Baileys to irlandzki trunek, który robi się na bazie śmietanki z nutą wanilii i kakao. Miałam okazję próbować oryginału i muszę przyznać, że jest przepyszny... Słodki, wręcz kremowy w smaku, jeśli można to tak określić. Postanowiłam poszperać w internecie i spróbować zrobić podobny. Co osoba, to inna receptura, można się pogubić. Metodą prób doszłam do proporcji podanych poniżej. Prawda jest taka, że w smaku nigdy nie będzie identyczny, a jedynie podobny. Najbardziej się obawiałam, że wyjdzie wódka ze śmietaną, ale wyszło naprawdę coś dobrego. Alkohol zawsze dolewajcie na samym końcu, jednocześnie dostosowując do własnych preferencji smakowych. Polecam wykorzystać spirytus zamiast wódki, bo jednak spirytus ma bardziej neutralny smak. W oryginale do produkcji używa się whisky. Ja użyłam wódki, ponieważ akurat tego alkoholu mam pod dostatkiem - przez następne 10 lat mogę produkować baileys i inne wina i nalewki :))). Zachęcam do zrobienia likieru, bo naprawdę warto!
Ps. Jeśli mi się uda, to już jutro pokażę do jakiego cuda wykorzystać baileys.
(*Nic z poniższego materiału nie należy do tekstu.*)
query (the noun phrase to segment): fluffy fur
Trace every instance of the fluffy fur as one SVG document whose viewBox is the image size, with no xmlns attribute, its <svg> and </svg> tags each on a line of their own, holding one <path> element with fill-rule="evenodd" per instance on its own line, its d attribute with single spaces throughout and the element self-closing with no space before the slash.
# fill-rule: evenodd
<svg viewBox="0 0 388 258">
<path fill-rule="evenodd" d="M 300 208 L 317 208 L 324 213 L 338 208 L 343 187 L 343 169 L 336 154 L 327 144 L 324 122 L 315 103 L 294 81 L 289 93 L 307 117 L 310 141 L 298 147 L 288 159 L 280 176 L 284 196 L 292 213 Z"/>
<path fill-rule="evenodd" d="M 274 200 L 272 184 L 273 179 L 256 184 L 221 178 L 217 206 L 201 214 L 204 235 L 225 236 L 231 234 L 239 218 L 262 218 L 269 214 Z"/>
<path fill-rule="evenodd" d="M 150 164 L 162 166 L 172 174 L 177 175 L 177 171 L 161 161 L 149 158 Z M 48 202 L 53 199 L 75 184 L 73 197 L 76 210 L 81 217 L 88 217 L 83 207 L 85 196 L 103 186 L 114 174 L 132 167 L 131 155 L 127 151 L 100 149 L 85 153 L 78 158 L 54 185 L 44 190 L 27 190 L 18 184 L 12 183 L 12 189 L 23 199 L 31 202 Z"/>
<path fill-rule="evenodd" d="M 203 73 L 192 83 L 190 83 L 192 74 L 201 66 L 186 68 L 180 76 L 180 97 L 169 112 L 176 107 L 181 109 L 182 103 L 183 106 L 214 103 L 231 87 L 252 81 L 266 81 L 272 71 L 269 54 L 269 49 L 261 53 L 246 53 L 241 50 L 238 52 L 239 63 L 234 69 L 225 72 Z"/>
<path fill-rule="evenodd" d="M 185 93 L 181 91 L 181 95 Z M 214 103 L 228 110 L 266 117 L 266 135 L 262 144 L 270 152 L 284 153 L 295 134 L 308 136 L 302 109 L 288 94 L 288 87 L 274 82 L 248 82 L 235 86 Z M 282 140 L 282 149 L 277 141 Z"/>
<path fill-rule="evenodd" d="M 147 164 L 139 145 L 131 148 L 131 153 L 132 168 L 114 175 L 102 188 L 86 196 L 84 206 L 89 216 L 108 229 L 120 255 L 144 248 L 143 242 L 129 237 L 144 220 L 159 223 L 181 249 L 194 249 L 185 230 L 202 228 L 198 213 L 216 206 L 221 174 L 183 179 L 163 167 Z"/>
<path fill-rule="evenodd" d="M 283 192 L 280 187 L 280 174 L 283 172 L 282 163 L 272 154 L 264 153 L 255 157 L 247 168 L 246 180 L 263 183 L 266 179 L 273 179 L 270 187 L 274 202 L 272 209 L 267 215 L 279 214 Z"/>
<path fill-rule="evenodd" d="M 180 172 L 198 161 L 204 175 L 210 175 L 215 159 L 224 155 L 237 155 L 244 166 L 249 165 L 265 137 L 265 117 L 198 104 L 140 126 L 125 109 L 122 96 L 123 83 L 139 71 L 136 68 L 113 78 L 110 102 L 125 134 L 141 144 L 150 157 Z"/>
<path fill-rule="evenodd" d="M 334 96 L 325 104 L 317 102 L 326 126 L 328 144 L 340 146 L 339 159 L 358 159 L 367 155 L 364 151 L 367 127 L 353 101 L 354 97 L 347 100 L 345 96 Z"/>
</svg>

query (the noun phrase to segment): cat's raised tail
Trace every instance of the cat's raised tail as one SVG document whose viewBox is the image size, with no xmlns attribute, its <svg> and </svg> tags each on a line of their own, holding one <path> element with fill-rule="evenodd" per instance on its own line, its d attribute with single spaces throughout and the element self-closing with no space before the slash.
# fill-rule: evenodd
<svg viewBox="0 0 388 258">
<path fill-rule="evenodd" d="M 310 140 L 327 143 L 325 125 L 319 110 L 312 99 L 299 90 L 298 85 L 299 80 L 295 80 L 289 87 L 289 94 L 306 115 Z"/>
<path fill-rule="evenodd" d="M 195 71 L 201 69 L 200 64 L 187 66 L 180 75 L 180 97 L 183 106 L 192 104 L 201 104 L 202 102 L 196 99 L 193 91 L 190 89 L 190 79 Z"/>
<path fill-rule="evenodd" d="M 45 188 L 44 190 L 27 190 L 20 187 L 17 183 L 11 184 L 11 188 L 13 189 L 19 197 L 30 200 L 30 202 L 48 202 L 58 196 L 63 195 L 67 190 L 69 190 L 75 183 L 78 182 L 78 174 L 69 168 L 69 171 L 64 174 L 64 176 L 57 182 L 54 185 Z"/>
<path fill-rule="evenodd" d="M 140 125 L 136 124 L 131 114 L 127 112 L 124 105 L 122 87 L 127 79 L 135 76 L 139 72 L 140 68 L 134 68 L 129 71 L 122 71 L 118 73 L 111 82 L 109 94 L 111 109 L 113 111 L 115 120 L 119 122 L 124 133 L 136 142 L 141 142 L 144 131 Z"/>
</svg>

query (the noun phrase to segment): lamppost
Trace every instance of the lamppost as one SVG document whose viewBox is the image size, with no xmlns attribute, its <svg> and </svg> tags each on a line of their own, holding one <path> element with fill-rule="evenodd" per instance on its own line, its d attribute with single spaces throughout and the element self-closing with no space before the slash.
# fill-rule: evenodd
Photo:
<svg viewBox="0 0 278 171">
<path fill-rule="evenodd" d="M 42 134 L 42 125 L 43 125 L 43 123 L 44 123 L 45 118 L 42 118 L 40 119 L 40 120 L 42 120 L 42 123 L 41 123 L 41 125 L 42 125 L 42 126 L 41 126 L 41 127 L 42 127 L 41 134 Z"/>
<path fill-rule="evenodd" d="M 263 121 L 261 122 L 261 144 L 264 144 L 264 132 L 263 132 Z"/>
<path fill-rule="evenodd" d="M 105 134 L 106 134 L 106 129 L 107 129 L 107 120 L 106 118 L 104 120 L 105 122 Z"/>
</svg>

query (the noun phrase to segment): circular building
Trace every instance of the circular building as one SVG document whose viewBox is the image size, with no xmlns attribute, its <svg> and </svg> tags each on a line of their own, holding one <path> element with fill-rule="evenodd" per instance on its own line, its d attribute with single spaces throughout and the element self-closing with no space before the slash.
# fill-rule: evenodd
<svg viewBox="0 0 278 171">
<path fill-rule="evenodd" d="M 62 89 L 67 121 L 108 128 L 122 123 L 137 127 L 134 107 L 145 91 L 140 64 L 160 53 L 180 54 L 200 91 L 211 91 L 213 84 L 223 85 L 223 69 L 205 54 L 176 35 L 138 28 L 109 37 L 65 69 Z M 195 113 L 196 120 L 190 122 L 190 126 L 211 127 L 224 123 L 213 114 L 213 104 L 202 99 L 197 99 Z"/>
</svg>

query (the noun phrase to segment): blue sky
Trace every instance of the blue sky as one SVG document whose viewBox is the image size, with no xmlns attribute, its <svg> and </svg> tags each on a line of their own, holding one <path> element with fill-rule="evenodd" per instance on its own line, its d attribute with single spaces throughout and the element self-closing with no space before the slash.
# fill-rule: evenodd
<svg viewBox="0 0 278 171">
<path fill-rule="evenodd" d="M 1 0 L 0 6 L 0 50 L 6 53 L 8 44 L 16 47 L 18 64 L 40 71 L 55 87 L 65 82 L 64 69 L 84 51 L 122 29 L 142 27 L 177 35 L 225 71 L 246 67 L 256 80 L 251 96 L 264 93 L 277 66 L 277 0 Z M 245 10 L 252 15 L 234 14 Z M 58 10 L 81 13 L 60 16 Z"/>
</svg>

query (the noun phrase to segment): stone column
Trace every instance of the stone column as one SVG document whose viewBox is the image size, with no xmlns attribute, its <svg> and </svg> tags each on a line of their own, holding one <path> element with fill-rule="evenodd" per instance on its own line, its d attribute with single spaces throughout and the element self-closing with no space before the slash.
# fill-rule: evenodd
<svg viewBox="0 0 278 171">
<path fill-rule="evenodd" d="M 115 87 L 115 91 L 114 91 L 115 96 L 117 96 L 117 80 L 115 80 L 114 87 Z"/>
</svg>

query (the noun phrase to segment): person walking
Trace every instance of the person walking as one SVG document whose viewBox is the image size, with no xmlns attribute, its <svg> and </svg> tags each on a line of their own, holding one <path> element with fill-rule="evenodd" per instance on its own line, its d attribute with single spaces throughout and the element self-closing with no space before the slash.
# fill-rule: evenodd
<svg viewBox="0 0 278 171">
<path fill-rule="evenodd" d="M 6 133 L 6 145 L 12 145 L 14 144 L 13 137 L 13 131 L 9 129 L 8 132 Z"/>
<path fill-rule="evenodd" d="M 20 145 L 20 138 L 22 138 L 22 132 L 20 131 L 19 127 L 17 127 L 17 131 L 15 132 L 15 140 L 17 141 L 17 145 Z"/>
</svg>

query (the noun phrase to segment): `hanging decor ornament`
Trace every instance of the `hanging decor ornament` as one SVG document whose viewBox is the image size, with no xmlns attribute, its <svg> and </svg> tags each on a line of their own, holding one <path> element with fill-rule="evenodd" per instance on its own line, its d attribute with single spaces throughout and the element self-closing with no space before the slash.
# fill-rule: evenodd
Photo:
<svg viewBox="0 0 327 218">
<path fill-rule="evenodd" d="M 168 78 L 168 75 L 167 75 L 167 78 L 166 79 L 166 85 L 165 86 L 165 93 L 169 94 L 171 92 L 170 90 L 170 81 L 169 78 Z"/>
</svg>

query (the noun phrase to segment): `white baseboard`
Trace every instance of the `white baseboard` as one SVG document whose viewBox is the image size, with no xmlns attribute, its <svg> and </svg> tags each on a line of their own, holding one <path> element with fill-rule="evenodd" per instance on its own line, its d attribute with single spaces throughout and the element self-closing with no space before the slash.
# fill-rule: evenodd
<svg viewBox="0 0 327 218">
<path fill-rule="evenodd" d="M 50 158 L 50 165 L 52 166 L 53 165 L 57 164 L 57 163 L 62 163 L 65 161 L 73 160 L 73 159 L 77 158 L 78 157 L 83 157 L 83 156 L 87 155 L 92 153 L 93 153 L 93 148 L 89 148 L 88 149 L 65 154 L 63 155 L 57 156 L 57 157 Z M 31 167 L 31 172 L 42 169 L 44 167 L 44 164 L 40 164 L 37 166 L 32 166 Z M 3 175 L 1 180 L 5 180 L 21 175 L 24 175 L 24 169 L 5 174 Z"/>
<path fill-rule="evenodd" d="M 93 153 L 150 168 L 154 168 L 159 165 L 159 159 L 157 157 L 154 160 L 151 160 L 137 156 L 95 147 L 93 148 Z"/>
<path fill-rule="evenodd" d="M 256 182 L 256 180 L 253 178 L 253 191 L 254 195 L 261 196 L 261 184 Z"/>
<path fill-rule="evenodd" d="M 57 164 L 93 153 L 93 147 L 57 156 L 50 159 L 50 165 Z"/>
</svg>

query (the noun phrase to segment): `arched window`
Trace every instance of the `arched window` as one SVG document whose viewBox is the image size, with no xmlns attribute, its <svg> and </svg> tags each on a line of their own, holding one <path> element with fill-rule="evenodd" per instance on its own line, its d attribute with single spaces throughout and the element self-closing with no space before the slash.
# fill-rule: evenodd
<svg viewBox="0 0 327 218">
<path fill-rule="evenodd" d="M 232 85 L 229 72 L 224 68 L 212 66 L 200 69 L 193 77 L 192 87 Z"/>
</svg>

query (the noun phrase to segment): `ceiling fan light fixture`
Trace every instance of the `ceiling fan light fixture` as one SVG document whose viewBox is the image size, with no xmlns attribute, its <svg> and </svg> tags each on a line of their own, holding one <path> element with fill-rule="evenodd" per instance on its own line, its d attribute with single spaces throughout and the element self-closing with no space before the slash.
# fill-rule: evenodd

- 530 g mleka zagęszczonego słodzonego (użyłam 1 puszki mleka z Gostynia)
- 330 g śmietanki 30%
- 1 filiżanka mocnego espresso lub z 4 łyżek dobrej jakościowo kawy
- 1 op.ekstraktu waniliowego
- 2,5 szklanki wódki (spirytusu)
Kawę zalać połową szklanki gorącej wody. Ostudzić. Mleko wlać do śmietanki, wymieszać, dodać kawę, ekstrakt i na koniec wlać wódkę (spirytus). Dokładnie wymieszać. Z podanych proporcji wychodzą około 2 butelki o pojemności 0,5 l. Przechowywać w lodówce na najniższej półce. Leżakować nie musiiii :))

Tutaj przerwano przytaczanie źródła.